Bruno Colmant

2024 : l’année cruciale pour une Europe éclairée et solidaire

Bruno Colmant Economiste. Professeur à la Vlerick School, l’ULB et l'UCL.

Dans moins d’un an, nous aurons élu les membres du Parlement européen, dont le prestige a été terni par quelques pathétiques corrompus, indignes de la confiance publique.

Dans un texte extraordinaire datant de 1934 et intitulé “L’unification de l’Europe”, Stefan Zweig anticipait, une fois de plus, notre situation contemporaine : “Il faut prendre conscience des difficultés exceptionnelles qui font obstacle à la réalisation de l’idée européenne, car celle-ci n’appartient qu’à une mince couche supérieure et n’a pas pris racine dans l’humus des peuples. Reconnaissons la suprématie de l’idée opposée, le nationalisme. L’idée européenne n’est pas originelle ni instinctive, mais elle naît de la réflexion. Elle n’est pas le produit d’une passion spontanée, mais le fruit lentement mûri d’une pensée élevée. Il lui manque l’instinct enthousiaste qui anime le sentiment patriotique”.

C’est pour cette raison que nos gouvernants doivent promouvoir l’idée de l’altruisme du sentiment européen plutôt que d’entretenir l’idée d’une technocratie froide. Sans cela, le retour aux États-nations, qui, reconnaissons-le, ont tous terminé dans des hécatombes, deviendra inévitable. Il faut donc un éveil de l’intelligence et du sentiment. L’année 2024 sera décisive pour l’avenir de l’Europe.

Stefan Zweig pensait que les hommes sont des machines à oublier.

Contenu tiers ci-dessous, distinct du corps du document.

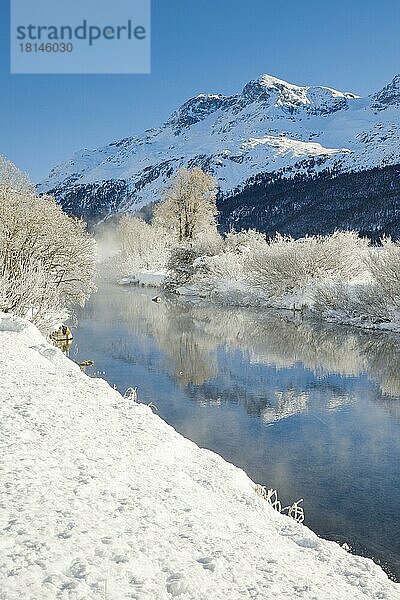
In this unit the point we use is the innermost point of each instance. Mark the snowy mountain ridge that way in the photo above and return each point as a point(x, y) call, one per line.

Mais l’avenir n’appartient pas aux irresponsables et aux hommes guidés par des pensées imprécises qui conduisent à des actions indécises. Il faudra des femmes et des hommes de caractère. Ils devront prendre des risques à titre personnel. Car, dans les crises et les moments de perdition, ceux dont les schémas de pensée sont répétitifs et obéissants sont écartés par l’Histoire. Les hommes qui se laissent porter par des consensus flous et dominés par les peurs collectives ne sont ni acteurs des ruptures ni des moteurs du progrès. Plaçons donc l’année 2024 sous l’exigence de l’éveil de l’intelligence et de la recherche de la vérité plutôt que de nous abandonner aux flots d’émotions.

Ne serait-il pas temps que des voix politiques s’élèvent pour formuler des valeurs morales qui guideraient la gestion de nos pays ? Partout en Europe, des vestiges d’époques odieuses sont rappelés. Mais savent-ils, tous ceux qui adhèrent en toute bonhomie à des idées répressives, que chaque homme commence l’humanité et que chaque homme la termine ? Savent-ils que la liberté et la tolérance sont des combats ? Savent-ils que, pendant des milliers d’années, des hommes ont préféré se relever plutôt que de brandir des fusils, des bras et des mentons ?

Nos temps révèlent la fin d’un modèle. La fin d’un modèle de complaisance, de manque de vision, de déficit de perspectives. Le moment est venu de poser la question des temps nouveaux et de constater qu’un univers moderne se dresse, sans qu’on l’ait pressenti ni conjuré. Cet univers reste à réinventer.

À moins que l’exclusion et l’ostracisme soient des choix démocratiquement partagés et que la pensée choisisse de s’enliser, la question se pose de savoir ce que nous souhaitons aujourd’hui. Une société ouverte, guidée par l’intelligence, la justice et la sécurité ? Ou une société apeurée qui fragmente les classes sociales, les attachements territoriaux et les affinités linguistiques et culturelles ?

La solution, l’unique solution, passera par une solidarité sociale repensée et l’ambition de faire face aux défis sociétaux et environnementaux qui nous font face.